June 23, 2011By: PR Comm
Immediately after finals, I hopped onto a forty-eight hour train ride with thirty other UC Berkeley students to New Orleans, Louisiana. My 2011 summer commenced with a three-week service trip through Magnolia Project, a student-run group that works in partnership with Gulf Coast communities.
We were lodged at the Lower Ninth Ward Village community center and divided into teams of 5 or 6 volunteers. The teams rotated to work with a different non-profit organization each week, with projects ranging from canvassing to construction. In the first week, my particular group worked with The Green Project, where we recycled paint in the warehouse and de-nailed/sorted wooden materials in the lumberyard. We rebuilt homes through St. Bernard Project during week two. Our tasks included drywalling, mudding, sanding, painting, shelving, among other assignments—most of which involved power tools and were learned on the job, for me at least.
During the last week, I had the privilege of going on the break-off trip to Abbeville, a city approximately 150 miles to the west of New Orleans. There, we cleaned up an elementary school in HEROD Village. The work itself wasn’t exactly glorious: steel brushing rusted screens, cleaning/caulking windows, patching floor tiles, mopping, etc. Yet, being present at the site was definitely the highlight of my time in Louisiana. The facility is intended to host a nutrition program that serves food to local children, but its completion continues to get postponed due to failing inspections. Finally, on our last day in Abbeville, an inspector came by and signed it off. The anticipation upon her entry and joy as she exited were equally shared among all the volunteers and community members present.
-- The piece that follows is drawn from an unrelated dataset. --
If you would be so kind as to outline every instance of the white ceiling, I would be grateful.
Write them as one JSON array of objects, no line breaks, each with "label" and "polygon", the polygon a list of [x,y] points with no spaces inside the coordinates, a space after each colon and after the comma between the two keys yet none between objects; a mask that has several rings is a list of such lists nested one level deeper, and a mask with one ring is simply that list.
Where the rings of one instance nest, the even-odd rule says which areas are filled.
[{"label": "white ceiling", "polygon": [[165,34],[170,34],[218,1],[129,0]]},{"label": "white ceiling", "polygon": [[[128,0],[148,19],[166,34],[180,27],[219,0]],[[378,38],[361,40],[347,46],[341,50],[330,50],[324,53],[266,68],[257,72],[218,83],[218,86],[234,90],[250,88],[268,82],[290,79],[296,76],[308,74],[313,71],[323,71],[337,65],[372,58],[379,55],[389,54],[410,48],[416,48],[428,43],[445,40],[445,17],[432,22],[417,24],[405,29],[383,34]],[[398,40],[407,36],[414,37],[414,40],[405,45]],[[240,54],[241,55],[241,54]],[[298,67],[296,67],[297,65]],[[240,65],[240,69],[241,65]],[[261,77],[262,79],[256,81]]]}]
Louisiana, ultimately, allowed me to see the social inequality and injustices in context. Most noticeably is the French Quarter’s full restoration as a functioning tourist area, contrasted with the remnants of Hurricane Katrina—in the form of damaged houses and vacant homes—in neighborhoods just 10 minutes away. The discrepancy really puts what we value and prioritize as a society into perspective. I honestly was expecting to be able to look back and be amazed by our work with a sense of fulfillment. But instead, I am left feeling unsettled. There is so much more left to be done. This frustration will stay with me and serve as a reminder that the need for aids in the Gulf Coast still continues.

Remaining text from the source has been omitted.